During the use of the lighting system, the frame with the panels is first moved manually and supported by motors onto a grass surface to be treated. The frame 2 is then connected to the reel 11 via the tube 12. On a football field, a plurality of frames, each with one panel, are preferably arranged side-by-side, so that they can be moved slowly over the football field at the same time.

In the process, atomized water is emitted via the water nozzles 5, which waters the grass surface.

The infrared emitters 4 heat the nebulized water and the turf 24. At the same time the LED emitters illuminate the ground with specific wavelengths of light, which promote the growth of the grass.
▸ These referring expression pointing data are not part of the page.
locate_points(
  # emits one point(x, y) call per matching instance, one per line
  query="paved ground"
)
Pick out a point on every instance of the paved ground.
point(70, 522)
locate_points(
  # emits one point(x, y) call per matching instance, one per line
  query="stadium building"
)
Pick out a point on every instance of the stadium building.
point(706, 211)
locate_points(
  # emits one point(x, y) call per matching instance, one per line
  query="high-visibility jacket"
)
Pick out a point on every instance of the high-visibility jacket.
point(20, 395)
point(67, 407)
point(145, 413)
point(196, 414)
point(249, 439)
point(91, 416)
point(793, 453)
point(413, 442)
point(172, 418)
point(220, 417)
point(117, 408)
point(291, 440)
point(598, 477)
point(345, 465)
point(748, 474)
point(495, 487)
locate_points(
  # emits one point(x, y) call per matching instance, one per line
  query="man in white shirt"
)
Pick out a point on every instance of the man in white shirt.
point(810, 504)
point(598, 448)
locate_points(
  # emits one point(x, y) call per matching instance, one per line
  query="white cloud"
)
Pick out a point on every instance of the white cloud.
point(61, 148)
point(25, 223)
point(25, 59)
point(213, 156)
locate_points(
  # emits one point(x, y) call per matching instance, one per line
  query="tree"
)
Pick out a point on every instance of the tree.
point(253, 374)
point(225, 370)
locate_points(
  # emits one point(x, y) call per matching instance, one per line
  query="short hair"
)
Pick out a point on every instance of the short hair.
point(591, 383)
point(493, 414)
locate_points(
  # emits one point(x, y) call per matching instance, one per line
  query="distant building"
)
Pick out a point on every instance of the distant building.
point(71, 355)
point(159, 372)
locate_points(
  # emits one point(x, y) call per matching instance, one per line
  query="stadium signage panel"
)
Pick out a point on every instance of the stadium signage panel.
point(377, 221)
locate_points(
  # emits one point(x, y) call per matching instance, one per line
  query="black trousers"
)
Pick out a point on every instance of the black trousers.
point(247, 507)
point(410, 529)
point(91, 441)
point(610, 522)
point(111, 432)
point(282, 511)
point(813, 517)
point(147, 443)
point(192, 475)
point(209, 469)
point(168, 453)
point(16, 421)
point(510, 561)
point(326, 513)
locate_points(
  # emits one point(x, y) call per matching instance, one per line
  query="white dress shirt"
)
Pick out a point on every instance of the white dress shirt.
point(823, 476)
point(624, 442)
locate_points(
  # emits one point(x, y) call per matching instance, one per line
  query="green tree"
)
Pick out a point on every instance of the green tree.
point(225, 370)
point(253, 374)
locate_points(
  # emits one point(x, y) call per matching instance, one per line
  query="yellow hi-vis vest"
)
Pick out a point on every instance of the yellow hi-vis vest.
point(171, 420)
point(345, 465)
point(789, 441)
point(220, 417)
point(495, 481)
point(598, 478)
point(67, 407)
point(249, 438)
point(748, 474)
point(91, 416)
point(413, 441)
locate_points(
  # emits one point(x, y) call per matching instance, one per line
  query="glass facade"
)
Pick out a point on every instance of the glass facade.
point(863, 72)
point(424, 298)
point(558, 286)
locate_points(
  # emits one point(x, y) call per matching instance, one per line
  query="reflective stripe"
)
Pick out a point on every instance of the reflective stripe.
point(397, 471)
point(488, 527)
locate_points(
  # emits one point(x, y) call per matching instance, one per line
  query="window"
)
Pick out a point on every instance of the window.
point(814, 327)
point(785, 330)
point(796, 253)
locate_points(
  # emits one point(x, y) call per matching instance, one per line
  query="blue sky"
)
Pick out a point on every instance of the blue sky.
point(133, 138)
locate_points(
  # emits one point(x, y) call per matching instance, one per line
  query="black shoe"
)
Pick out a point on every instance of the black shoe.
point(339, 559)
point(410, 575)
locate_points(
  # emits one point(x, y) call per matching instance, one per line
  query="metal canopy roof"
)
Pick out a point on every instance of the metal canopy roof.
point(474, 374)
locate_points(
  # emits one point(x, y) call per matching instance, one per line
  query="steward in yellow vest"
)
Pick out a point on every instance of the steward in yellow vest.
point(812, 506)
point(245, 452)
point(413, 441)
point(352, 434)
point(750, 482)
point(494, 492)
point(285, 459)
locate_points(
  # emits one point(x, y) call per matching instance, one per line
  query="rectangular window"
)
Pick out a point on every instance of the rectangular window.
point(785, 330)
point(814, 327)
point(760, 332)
With the nebulized water which is heated by the infrared emitters 4, the moisture content of the grass surface can be adjusted while at the same time, the grass surface can be heated.

A heating device 25 and 26 is suspended on each of the right and left sides of the controller 23 in

The exemplary embodiment shown in FIGS. 7 and 8. In the cold season, these heating devices are arranged in such a way that infrared radiation 27 radiates onto the ground 24 in the area in front of the wheels 19, 20 in order to heat the grass there and to prevent breakage of frozen grass stems.

Claims

1. A mobile illumination device, comprising:

a movable frame running on wheels; and

a panel mounted on the movable frame and including infrared radiators and LED radiators.

2. The mobile illumination device according to claim 1, wherein the LED radiators are UV radiators.

3. The mobile illumination device according to claim 1, wherein the panel includes plural panel elements that unfold to achieve a span of more than 10 m.

4. The mobile illumination device according to claim 1, further comprising:

a reel that is capable to wind up a conduit leading to the frame.

5. The mobile illumination device according to claim 4, wherein the conduit conducts electrical power.

6. The mobile illumination device according to claim 1, wherein the frame includes a tow bar.

7. The mobile illumination device according to claim 1, wherein the frame includes one or two motors.

8. The mobile illumination device according to claim 1, wherein the frame includes independent wheel suspension.

9. The mobile illumination device according to claim 1, wherein the frame includes rubber tires.

10. The mobile illumination device according to claim 3, further comprising:

plural movable frames, each including one of the panel elements,

wherein the plural frames are movable together.

11. The mobile illumination device according to claim 1, wherein the panel is elevation adjustable at the frame between 1.2 m and 2.0 m.

12. The mobile illumination device according to claim 1,

wherein the frame includes tires that are capable of moving the frame over a ground, and

wherein a heating device is oriented in a moving direction of the frame and towards the ground.

13. The mobile illumination device according to claim 12, wherein the heating device is removable from the frame.

14. The mobile illumination device according to claim 1, further comprising water nozzles.

15. A method for operating the mobile illumination device according to claim 1, the method comprising the steps:

measuring a temperature of a ground; and

controlling at least one radiator of the infrared radiators and the LD radiators as a function of the temperature of the ground,

wherein the infrared radiators and the LED radiators are oriented towards the ground.

16. A method for operating the mobile illumination system according to claim 14, wherein the water nozzles and a water pressure are controlled so that the water is atomized.